Digimon: The Movie

EntertainmentMoviesSoraJapanJules VerneAnimation (genre)Gaming

Friday October 6, 2000

     Like goblins in the forest or the Man in the Moon, the TV-generated phenomenon of "Digimon"--a.k.a. Digital Monsters--makes a certain amount of sense. The mythologizing of the unknown is a timeless human impulse, whether the content involves sea monsters, Martians or, now, cuddly bomb-breathing creatures spawned by the Internet.
     If a fairy tale, however high-tech or improbable, can help kids wrap their heads around the vastness of cyberspace, it hardly seems either insidious or particularly novel.
     On the other hand, it seems unlikely that Homer, the Grimm brothers or Jules Verne had a line of action figures to promote. "Digimon: The Movie," of course, does. And the only unknown that seems of any concern to 20th Century Fox is how many millions can be tempted out of its 5-to-10-year-old audience before this particular fad expires.
     A few, we expect. Add what they saved on the lackluster animation and it should amount to a tidy profit. Granted, "Digimon: The Movie" is, and should be, of interest only to those who love the show; rather than watch, parents might want to take up smoking, so they'll have an excuse to wait outside. At any rate, the filmmakers could have made it look a little better than this.
     The story begins by flashing back eight years, to the virtual infancy of both the World Wide Web and Tai, the leader of the "DigiDestined," the group of kids including Sora, Matt, Izzy and Joe who are attuned to the evil potential of the DigiWorld. "Sometimes," one says, "you've got to save the world." (If you smell a little "Paradise Lost" in all this, you're not far off.)
     The gist of the story line is the birth on the Internet of a new, dangerous digimon, which consumes computer data at an alarming rate and even manages to launch U.S. nuclear warheads and aim them at Japan. (The fact that this is a mostly Japanese production shouldn't be lost on anyone.) Viruses are involved. So are Tai's mother's health-food concoctions (liver sticks, beef jerky shakes, potato juice).
     Do justice and virtue prevail? Duh. It's an awfully confusing journey, unless you're of pro-Digi-ous intelligence. Or a digimaniac. Or just 6.
     A word of caution: The "prelude" that runs before "Digimon: The Movie"--in essence, a commercial for the movie you've already paid to see--is thoroughly obnoxious, promoting elitist, consumerist and anti-intellectual behavior among children who, considering all of their other influences, don't need any help. In other words, if you're late for the show, don't sweat it.

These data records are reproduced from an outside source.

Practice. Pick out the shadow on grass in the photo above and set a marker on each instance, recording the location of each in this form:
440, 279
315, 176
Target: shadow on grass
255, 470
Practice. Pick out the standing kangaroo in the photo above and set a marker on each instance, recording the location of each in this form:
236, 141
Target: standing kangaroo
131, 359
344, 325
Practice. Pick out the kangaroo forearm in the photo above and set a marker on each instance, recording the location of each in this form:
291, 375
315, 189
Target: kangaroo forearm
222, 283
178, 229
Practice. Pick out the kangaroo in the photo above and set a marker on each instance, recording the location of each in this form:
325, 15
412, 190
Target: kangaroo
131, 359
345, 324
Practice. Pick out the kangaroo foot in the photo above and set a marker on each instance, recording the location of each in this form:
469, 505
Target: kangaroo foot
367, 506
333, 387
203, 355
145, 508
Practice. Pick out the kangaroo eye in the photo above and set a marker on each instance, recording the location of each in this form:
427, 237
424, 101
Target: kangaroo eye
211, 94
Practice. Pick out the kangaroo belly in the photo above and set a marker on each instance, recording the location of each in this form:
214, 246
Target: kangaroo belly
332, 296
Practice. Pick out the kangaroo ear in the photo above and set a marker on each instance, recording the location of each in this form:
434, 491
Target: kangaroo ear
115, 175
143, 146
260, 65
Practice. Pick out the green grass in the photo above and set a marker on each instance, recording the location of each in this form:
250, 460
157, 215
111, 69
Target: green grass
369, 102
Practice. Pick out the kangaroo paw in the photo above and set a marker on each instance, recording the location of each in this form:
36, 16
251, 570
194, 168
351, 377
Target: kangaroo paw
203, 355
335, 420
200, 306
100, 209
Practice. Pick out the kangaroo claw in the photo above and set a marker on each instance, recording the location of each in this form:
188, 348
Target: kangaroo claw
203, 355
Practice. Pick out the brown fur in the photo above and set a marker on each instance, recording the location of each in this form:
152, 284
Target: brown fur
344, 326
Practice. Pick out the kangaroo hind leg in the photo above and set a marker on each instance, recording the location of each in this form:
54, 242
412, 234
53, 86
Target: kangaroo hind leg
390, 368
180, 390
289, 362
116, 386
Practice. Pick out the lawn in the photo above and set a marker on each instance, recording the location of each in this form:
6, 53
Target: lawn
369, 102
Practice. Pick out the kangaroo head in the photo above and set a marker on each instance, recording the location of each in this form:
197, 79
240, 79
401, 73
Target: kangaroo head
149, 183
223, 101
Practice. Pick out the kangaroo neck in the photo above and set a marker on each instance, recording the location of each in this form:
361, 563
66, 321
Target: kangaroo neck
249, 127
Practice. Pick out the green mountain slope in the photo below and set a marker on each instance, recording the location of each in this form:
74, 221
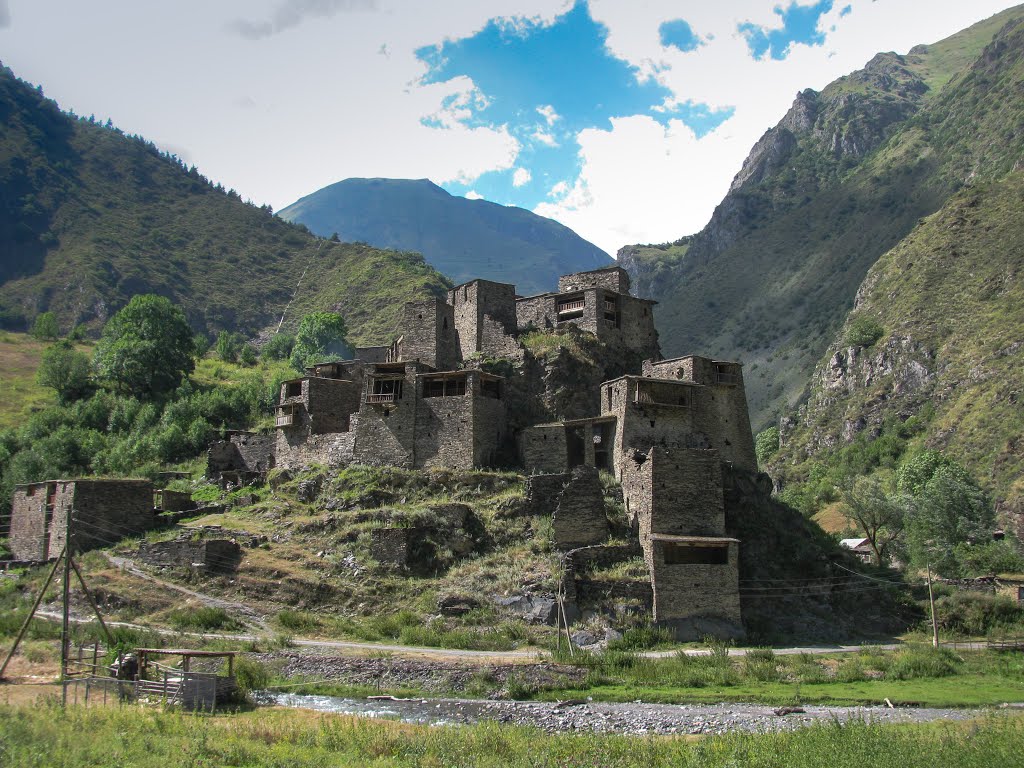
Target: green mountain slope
89, 217
838, 182
947, 306
464, 239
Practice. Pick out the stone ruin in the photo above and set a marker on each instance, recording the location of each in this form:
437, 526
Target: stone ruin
664, 429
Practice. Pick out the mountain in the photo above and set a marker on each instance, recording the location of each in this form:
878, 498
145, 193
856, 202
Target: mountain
90, 217
931, 355
464, 239
843, 178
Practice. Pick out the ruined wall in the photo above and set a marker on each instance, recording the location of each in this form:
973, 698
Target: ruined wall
489, 429
543, 449
296, 450
243, 453
723, 409
330, 402
429, 334
696, 599
485, 317
579, 519
542, 493
212, 555
537, 312
610, 279
636, 328
111, 510
390, 546
30, 523
444, 431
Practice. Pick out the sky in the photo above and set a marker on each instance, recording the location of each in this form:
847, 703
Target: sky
625, 120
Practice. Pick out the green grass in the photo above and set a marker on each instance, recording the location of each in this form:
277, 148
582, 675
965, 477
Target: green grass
911, 675
103, 738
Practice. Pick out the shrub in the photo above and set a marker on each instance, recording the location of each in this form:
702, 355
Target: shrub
921, 662
249, 674
863, 331
976, 613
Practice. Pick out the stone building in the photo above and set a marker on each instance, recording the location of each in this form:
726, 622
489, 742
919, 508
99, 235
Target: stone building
102, 512
675, 498
597, 301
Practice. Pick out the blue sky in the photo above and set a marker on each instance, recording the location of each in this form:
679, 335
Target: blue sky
624, 120
549, 82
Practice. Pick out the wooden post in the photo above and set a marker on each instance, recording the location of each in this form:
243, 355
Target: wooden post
35, 606
931, 600
66, 614
92, 602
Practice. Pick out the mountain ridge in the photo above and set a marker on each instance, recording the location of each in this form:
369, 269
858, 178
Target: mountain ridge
464, 239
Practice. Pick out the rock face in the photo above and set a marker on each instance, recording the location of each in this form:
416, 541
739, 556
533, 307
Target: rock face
843, 177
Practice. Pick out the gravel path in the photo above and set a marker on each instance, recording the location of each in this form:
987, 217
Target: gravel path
636, 718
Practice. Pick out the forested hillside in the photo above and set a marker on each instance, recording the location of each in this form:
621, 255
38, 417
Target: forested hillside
842, 179
90, 217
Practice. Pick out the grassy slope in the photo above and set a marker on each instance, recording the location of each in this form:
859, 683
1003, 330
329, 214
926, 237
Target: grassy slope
772, 276
951, 290
89, 217
98, 738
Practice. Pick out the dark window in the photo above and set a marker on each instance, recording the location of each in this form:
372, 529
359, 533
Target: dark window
689, 554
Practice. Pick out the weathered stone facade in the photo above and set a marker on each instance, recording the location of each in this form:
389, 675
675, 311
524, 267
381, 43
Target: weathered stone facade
579, 520
676, 499
103, 513
209, 555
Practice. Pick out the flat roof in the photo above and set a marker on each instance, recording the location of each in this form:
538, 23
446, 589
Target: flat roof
694, 540
689, 356
86, 479
685, 382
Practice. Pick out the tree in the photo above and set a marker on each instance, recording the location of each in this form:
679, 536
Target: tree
321, 335
766, 445
875, 514
64, 370
45, 327
147, 347
950, 510
279, 347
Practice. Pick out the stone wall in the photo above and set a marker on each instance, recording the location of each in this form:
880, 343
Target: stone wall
429, 334
579, 519
110, 511
390, 546
543, 449
611, 279
299, 450
212, 555
542, 493
174, 501
485, 318
693, 598
243, 453
330, 402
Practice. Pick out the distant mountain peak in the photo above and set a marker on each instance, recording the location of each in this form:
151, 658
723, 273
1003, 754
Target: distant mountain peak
462, 238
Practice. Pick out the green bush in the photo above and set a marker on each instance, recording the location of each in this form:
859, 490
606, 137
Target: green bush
976, 614
863, 331
203, 619
923, 662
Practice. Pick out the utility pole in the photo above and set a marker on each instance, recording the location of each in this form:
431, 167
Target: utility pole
931, 600
66, 617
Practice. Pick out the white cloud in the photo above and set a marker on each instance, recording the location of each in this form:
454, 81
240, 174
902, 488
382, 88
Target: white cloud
544, 137
548, 113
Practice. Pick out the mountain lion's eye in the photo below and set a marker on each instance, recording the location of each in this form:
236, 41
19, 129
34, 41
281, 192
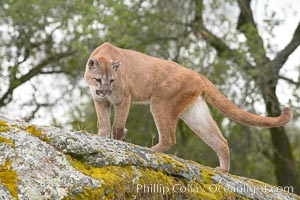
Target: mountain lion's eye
98, 80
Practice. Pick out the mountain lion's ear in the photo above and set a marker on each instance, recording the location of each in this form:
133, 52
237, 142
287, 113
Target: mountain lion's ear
93, 63
116, 64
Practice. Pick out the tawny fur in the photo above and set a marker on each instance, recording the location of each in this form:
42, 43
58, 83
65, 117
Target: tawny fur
118, 77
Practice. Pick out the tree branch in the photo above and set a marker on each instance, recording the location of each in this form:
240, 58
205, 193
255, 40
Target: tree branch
223, 50
297, 84
246, 25
283, 55
16, 82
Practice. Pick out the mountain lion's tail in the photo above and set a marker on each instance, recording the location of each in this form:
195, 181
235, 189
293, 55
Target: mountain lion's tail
223, 104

Digimon: The Movie, 2000. G. Fox Kids presents a Saban Entertainment/Toei Animation Co. production, released by 20th Century Fox. Animation directors Takaaki Yamashita, Hisashi Nakayama and Masahiro Aizawa. Voice directors Jeff Nimoy and Bob Bucholz. Producer Terri-Lei O'Malley. Screenplay by Jeff Nimoy & Bob Bucholz. Editors Douglas Purgason, Gary A. Friedman. Music Udi Harpaz & Amotz Plessner. Original concept and character design Akiyoshi Hongo. Running time: 1 hour, 14 minutes. Joshua Seth as Tai. Colleen O'Shaughnessy as Sora. Michael Reisz as Matt. Doug Erholtz as TK.